Production and Storage, equilibrium under pressure

At the end of 2025, Italian wine stocks reached approximately 59.5 million hectolitres, increasing
compared to the previous year, with a higher concentration in Northern Italy, especially in
Veneto. PDO wines account for over half of total stocks, indicating a strong presence of
products with high territorial value. This accumulation reflects challenges related to variable demand in the
main foreign markets and to the difficulty of disposing of volumes in a context of stagnant consumption.

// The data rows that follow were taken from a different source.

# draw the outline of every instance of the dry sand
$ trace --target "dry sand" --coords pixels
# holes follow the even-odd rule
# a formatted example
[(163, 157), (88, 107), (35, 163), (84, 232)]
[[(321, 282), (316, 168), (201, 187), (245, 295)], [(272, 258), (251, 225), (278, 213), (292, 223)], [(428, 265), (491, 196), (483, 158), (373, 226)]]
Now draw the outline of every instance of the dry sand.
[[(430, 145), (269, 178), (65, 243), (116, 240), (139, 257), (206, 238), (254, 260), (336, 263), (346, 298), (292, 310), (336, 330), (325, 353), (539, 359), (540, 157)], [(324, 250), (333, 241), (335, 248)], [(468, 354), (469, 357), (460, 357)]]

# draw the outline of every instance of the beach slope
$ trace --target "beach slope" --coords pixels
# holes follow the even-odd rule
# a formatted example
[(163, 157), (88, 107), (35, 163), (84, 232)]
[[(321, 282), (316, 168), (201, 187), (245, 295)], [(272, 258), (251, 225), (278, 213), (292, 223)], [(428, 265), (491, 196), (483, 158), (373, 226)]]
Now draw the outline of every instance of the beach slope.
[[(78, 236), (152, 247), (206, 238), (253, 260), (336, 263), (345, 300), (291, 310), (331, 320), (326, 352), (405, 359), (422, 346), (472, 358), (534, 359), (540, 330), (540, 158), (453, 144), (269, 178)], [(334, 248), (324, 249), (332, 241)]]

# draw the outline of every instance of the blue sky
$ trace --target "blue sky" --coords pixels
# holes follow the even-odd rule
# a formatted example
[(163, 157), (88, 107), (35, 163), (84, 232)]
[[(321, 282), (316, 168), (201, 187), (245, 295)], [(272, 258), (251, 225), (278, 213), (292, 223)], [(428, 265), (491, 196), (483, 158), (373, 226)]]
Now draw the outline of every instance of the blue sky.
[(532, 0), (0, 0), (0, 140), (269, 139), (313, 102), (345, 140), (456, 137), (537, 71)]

Export under the lens, values slightly contracting

In 2024, Italy set a historic export record with approximately 8.1 billion euros, confirming its position
world’s leading exporter by volume and second by value after France.
However, in the first ten months of 2025 the data show a decline: Italian exports were found to be in
decline in both value (-2.7%) and volume (-1.4%), with the United States – key market – in
significant contraction.
The lesson is clear: global primacy yes, but not a given. Trade relations should be strengthened
and diversify destinations.

Sparkling wines and Prosecco, an evolving engine


Italian sparkling wines remain one of the most robust components of the sector. The first nine months of the
2025 saw exports stable in value and growing in volume, with Prosecco Dop taking center stage:
more than 77% of Italian sparkling wine exports belong to this denomination.
Bubbles not only fuel business, but emerge as a recognizable symbol of “taste
Italian” in the world, even in times of volatility.

Demand and consumption: a changing taste market

In Italy, the share of the population consuming wine remains the majority (approximately 54.7% in 2024),
but with a slight decrease compared to the previous year.
On the global front, many areas show stagnating or declining consumption, with considerable pressure on the
prices and preference for lighter or alternative drinks. This trend requires a new
narrative of Italian wines, focused on identity, sustainability and gastronomic usability.

What are the trends and opportunities for 2026?

Sustainability is no longer a “nice to have”: it will be a central component in 2026, especially
for those who want to compete in the most demanding markets.
Artificial intelligence, vineyard monitoring and smart resource management are entering
in the most forward-looking strategies in the sector.
Wines ‘contemporary’: white and rosé highlights. New generations of consumers reward
agile, fresh and gastronomic wines, such as some modern versions of Verdicchio, Fiano, Falanghina and
Italian rosés. This trend opens up spaces for lesser-known varieties but suitable for pairings
versatile culinary.

Diversifying markets

The United States remains key, but so do markets such as Germany, the United Kingdom and Canada
are becoming increasingly strategic, with different dynamics from country to country.
The key word for export in 2026 will be adaptability. According to some industry sources, the strategy
Italian to win in 2026 can be summarized in a few points: Reducing the complexity of the ranges
– fewer labels, more recognizability; clarity in communicating value – storytelling
territorial and technical; sustainability as a competitive advantage – materials, packaging, ethics.
Solid B2 B partnerships – with importers, distributors and key markets.
In 2026, Italy’s true strength will not be the quantity, but the legibility of the wine’s identity, capable
to explain why it is worth and where it comes from.